I think it makes sense to talk about the usual RNN in the first place (because the LSTM diagram is especially confusing) and understands its reverse extension.

When it comes to backpropagation, the key idea is to deploy a network, which is a way of converting recursion in RNN into a forward feed sequence (like in the picture above). Note that the abstract RNN is eternal (it can be arbitrarily large), but each particular implementation is limited because memory is limited. As a result, the deployed network is indeed a long direct transmission network with few complications, for example. the weights in different layers are separated.

Let's look at a classic char -rnn example from Andrej Karpathy . Here, each RNN cell creates two outputs h[t] (the state that is supplied to the next cell) and y[t] (the output at this step) according to the following formulas, where Wxh , Whh and Why are common parameters:

rnn-cell-formula

In the code, these are just three matrices and two displacement vectors:

 # model parameters Wxh = np.random.randn(hidden_size, vocab_size)*0.01 # input to hidden Whh = np.random.randn(hidden_size, hidden_size)*0.01 # hidden to hidden Why = np.random.randn(vocab_size, hidden_size)*0.01 # hidden to output bh = np.zeros((hidden_size, 1)) # hidden bias by = np.zeros((vocab_size, 1)) # output bias 

The anterior passage is quite simple, this example uses softmax and cross-entropy loss. Note that each iteration uses the same arrays of W* and h* , but the output and hidden state are different:

 # forward pass for t in xrange(len(inputs)): xs[t] = np.zeros((vocab_size,1)) # encode in 1-of-k representation xs[t][inputs[t]] = 1 hs[t] = np.tanh(np.dot(Wxh, xs[t]) + np.dot(Whh, hs[t-1]) + bh) # hidden state ys[t] = np.dot(Why, hs[t]) + by # unnormalized log probabilities for next chars ps[t] = np.exp(ys[t]) / np.sum(np.exp(ys[t])) # probabilities for next chars loss += -np.log(ps[t][targets[t],0]) # softmax (cross-entropy loss) 
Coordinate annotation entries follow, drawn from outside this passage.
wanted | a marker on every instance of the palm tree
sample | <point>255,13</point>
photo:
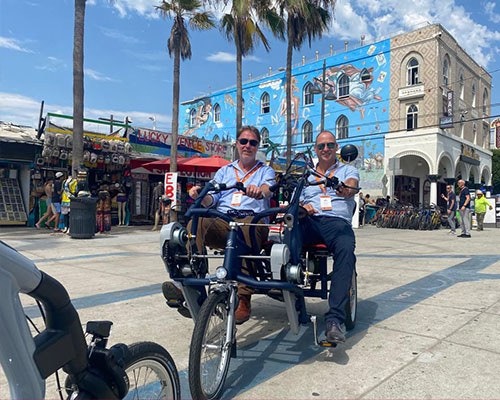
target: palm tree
<point>241,25</point>
<point>180,46</point>
<point>78,92</point>
<point>305,19</point>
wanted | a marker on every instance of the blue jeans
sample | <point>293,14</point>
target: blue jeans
<point>339,237</point>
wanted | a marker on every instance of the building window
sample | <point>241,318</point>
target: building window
<point>365,75</point>
<point>307,96</point>
<point>485,102</point>
<point>412,117</point>
<point>264,137</point>
<point>462,86</point>
<point>342,127</point>
<point>265,105</point>
<point>446,71</point>
<point>307,132</point>
<point>192,117</point>
<point>217,112</point>
<point>343,85</point>
<point>412,67</point>
<point>473,95</point>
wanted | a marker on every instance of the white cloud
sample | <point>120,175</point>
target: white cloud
<point>489,9</point>
<point>114,34</point>
<point>97,76</point>
<point>52,64</point>
<point>23,110</point>
<point>222,56</point>
<point>13,44</point>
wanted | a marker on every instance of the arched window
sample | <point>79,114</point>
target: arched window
<point>307,96</point>
<point>307,132</point>
<point>342,127</point>
<point>446,70</point>
<point>264,137</point>
<point>343,86</point>
<point>473,94</point>
<point>217,112</point>
<point>412,117</point>
<point>412,76</point>
<point>462,86</point>
<point>192,117</point>
<point>485,102</point>
<point>265,104</point>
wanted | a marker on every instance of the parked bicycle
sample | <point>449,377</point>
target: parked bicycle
<point>282,270</point>
<point>143,370</point>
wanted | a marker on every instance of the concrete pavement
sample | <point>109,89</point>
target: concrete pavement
<point>428,315</point>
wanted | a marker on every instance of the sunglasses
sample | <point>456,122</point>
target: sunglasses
<point>329,145</point>
<point>252,142</point>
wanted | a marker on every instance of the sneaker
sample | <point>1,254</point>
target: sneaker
<point>335,333</point>
<point>175,298</point>
<point>242,313</point>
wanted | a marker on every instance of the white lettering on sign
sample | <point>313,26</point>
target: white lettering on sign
<point>171,187</point>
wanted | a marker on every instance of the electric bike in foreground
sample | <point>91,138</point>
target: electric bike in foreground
<point>282,270</point>
<point>143,370</point>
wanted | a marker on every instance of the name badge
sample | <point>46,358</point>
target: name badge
<point>325,203</point>
<point>236,199</point>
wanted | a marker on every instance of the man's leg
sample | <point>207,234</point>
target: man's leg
<point>467,221</point>
<point>451,221</point>
<point>480,221</point>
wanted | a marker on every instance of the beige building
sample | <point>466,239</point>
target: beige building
<point>439,117</point>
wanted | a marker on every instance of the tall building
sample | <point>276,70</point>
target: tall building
<point>415,105</point>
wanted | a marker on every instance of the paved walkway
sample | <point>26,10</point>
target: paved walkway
<point>428,317</point>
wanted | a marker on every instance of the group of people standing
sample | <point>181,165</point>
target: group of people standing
<point>462,204</point>
<point>58,193</point>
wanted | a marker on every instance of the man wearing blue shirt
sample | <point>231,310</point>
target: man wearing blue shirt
<point>329,221</point>
<point>257,178</point>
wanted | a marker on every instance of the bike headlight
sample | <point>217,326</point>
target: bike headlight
<point>221,273</point>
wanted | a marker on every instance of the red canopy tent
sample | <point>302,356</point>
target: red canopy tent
<point>203,164</point>
<point>164,164</point>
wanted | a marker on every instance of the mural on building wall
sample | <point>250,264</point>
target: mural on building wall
<point>362,103</point>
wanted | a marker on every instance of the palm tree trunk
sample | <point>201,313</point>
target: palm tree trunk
<point>78,89</point>
<point>289,88</point>
<point>175,116</point>
<point>239,88</point>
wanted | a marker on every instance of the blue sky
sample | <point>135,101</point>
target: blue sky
<point>128,71</point>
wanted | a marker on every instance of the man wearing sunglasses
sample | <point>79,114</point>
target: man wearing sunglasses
<point>257,178</point>
<point>329,221</point>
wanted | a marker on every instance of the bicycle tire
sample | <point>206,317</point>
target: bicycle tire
<point>152,373</point>
<point>207,372</point>
<point>351,306</point>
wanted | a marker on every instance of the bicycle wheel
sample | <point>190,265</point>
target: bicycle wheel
<point>209,356</point>
<point>352,304</point>
<point>152,373</point>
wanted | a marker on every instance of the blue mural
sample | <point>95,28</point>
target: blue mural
<point>356,106</point>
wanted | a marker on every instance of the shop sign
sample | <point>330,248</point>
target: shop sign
<point>164,140</point>
<point>469,155</point>
<point>171,187</point>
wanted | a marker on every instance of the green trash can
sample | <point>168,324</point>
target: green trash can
<point>82,217</point>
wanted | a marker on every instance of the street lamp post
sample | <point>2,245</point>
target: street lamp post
<point>325,95</point>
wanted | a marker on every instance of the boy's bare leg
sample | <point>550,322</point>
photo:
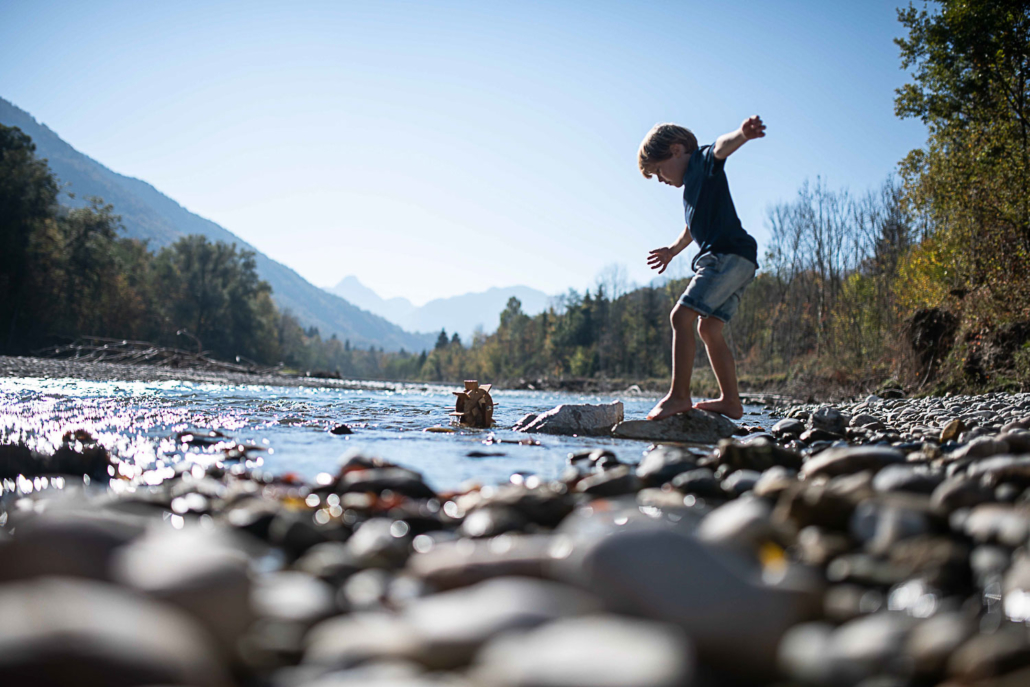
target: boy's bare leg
<point>728,403</point>
<point>678,399</point>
Now the return pass is performed in the same way as if it were a direct transmission network, but the gradient of the arrays W* and h* accumulates gradients in all cells:

 for t in reversed(xrange(len(inputs))): dy = np.copy(ps[t]) dy[targets[t]] -= 1 dWhy += np.dot(dy, hs[t].T) dby += dy dh = np.dot(Why.T, dy) + dhnext # backprop into h dhraw = (1 - hs[t] * hs[t]) * dh # backprop through tanh nonlinearity dbh += dhraw dWxh += np.dot(dhraw, xs[t].T) dWhh += np.dot(dhraw, hs[t-1].T) dhnext = np.dot(Whh.T, dhraw) 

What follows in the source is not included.